# Axiomatic Design

One of the attributes of a good designer is the ability to satisfy the perceived needs with a minimal set of independent functional requirements.

The goal of the axiomatic design methodology is to make the design process more rational by using the axiomatic method to prove design principles. Those axioms and the theorems are used to judge the quality of a solution and guide its design.

The Axiomatic Design methodology was introduced in The Principles of Design by Nam P. Suh and is part of a larger effort to make a science of design.

The two axioms used are:

*The Independence Axiom*: Maintain the independence of functional requirements.*The Information Axiom*: Minimize the information content.

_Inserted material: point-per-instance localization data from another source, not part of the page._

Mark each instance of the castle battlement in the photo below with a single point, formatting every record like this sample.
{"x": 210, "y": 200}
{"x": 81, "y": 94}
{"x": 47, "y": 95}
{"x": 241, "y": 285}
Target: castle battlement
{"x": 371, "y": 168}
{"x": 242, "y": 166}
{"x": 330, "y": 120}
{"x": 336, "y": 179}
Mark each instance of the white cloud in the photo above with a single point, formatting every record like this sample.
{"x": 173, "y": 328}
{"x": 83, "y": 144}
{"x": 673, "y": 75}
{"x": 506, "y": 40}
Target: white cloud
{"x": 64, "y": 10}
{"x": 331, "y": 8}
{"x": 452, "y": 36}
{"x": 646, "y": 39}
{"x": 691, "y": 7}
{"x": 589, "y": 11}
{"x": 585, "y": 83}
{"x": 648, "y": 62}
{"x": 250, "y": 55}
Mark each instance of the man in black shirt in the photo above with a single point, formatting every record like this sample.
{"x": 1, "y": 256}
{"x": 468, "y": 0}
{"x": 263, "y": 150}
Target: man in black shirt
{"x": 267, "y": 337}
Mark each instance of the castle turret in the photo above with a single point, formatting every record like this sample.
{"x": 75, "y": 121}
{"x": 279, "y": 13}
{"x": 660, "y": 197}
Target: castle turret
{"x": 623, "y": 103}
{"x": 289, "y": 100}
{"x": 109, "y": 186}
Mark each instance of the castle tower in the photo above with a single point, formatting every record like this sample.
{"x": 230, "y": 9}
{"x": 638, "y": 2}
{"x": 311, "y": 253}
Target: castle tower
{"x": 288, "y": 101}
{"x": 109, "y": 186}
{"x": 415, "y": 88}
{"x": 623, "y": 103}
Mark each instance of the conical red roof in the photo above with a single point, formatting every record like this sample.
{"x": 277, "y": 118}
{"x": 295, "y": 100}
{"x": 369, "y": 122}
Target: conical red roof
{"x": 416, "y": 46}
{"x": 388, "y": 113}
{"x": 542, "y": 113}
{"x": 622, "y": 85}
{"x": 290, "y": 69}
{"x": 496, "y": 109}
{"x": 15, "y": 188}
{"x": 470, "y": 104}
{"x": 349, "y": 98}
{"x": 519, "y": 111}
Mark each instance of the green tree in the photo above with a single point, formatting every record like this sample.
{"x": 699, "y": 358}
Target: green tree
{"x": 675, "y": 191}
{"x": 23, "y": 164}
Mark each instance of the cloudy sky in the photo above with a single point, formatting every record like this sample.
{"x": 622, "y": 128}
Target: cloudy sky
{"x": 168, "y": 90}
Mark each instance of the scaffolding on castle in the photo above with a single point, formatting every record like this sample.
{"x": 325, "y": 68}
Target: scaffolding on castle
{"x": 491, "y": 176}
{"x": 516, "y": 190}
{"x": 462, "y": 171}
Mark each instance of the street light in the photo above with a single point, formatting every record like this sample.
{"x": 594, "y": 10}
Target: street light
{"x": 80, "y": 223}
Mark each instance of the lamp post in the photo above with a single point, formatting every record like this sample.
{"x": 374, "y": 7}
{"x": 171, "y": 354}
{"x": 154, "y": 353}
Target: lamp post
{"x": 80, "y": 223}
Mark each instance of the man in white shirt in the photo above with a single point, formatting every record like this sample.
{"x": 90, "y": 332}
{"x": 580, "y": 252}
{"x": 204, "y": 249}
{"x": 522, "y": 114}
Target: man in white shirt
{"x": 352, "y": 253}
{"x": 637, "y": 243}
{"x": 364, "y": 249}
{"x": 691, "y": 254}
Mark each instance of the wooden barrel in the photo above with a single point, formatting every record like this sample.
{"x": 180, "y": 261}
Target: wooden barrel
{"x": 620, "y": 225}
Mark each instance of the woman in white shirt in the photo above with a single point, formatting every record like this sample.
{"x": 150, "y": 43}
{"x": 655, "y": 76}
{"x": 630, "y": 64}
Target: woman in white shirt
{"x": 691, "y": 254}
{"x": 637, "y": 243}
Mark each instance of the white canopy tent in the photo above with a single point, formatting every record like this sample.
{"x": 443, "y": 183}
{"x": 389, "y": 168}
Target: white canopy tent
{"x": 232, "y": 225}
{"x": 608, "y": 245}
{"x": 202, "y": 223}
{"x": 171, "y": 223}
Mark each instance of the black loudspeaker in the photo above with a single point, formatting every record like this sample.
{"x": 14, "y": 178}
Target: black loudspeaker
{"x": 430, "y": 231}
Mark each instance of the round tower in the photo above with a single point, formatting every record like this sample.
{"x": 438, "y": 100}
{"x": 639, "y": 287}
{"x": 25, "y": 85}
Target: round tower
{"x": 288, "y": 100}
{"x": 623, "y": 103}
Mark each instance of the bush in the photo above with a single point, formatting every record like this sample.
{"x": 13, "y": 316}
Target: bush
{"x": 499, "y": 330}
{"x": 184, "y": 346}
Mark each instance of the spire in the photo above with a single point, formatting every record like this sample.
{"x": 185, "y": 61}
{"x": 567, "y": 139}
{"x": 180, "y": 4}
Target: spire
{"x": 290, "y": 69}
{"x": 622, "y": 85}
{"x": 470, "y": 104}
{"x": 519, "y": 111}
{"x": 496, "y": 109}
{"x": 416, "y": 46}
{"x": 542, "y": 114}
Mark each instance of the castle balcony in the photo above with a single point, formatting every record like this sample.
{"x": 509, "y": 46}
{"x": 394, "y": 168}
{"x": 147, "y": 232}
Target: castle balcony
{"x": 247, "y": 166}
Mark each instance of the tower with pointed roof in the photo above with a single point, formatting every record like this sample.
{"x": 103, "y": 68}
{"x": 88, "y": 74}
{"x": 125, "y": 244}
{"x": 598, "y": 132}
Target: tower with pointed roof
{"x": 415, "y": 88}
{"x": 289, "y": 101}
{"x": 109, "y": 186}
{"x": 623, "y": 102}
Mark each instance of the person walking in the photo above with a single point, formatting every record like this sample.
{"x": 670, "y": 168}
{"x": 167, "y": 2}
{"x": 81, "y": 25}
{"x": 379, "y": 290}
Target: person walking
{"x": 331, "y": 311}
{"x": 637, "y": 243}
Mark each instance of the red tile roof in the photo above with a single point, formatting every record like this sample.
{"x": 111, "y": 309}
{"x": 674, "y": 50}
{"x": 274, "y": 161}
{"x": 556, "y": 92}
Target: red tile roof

In the axiomatic design methodology, the design problem is represented as a tree of functional requirements whose root is a minimal set of independent functional requirements expressed in the problem domain. A solution of the design problem is defined as a set of design parameters in the solution domain. Designing a solution consists in defining the mapping between the functional requirements and the design parameters.

The first axiom dictates that the design parameters should not couple the requirements.

The second axiom dictates that the solution should be as simple as possible. What Suh calls "information content" is the complexity of the design.

It is important to distinguish functional coupling from physical coupling. In order to simplify the design (axiom 2) we might physically couple two parts. But this is acceptable only if we don't generate a functional coupling as well (axiom 1).

We try to avoid functional coupling so that we can change a design parameter to adapt to a functional requirement without affecting any other requirement. Designing a system when the parts couple the requirements is like trying to solve a game of ball-maze puzzle.

A design that do not couple any of the requirement is called an *uncoupled* design. The converse is a *coupled* design. A coupled design can be *decoupled* if we can adjust the design parameters in a particular order to maintain functional independence.

In Notes on the Synthesis of Form, Christopher Alexander presents a similar idea about the independent adaptation of the parts of a system.

Contrary to Alexander, Suh distinguishes requirements from constraints. Constraints are either provided by the design specification or imposed by the system in which the solution will function. Constraints are different from functional requirements because they don't need to be independent from the functional requirements or other constraints.

From those 2 axioms, several theorems and corollaries are proved. Those theorems will look familiar to many designers. They are design principles we usually find in the literature.

The Axiomatic Design method follows a Top-Down Approach to design. You need to start from clear top-level functional requirements. But those requirements can be iterated upon.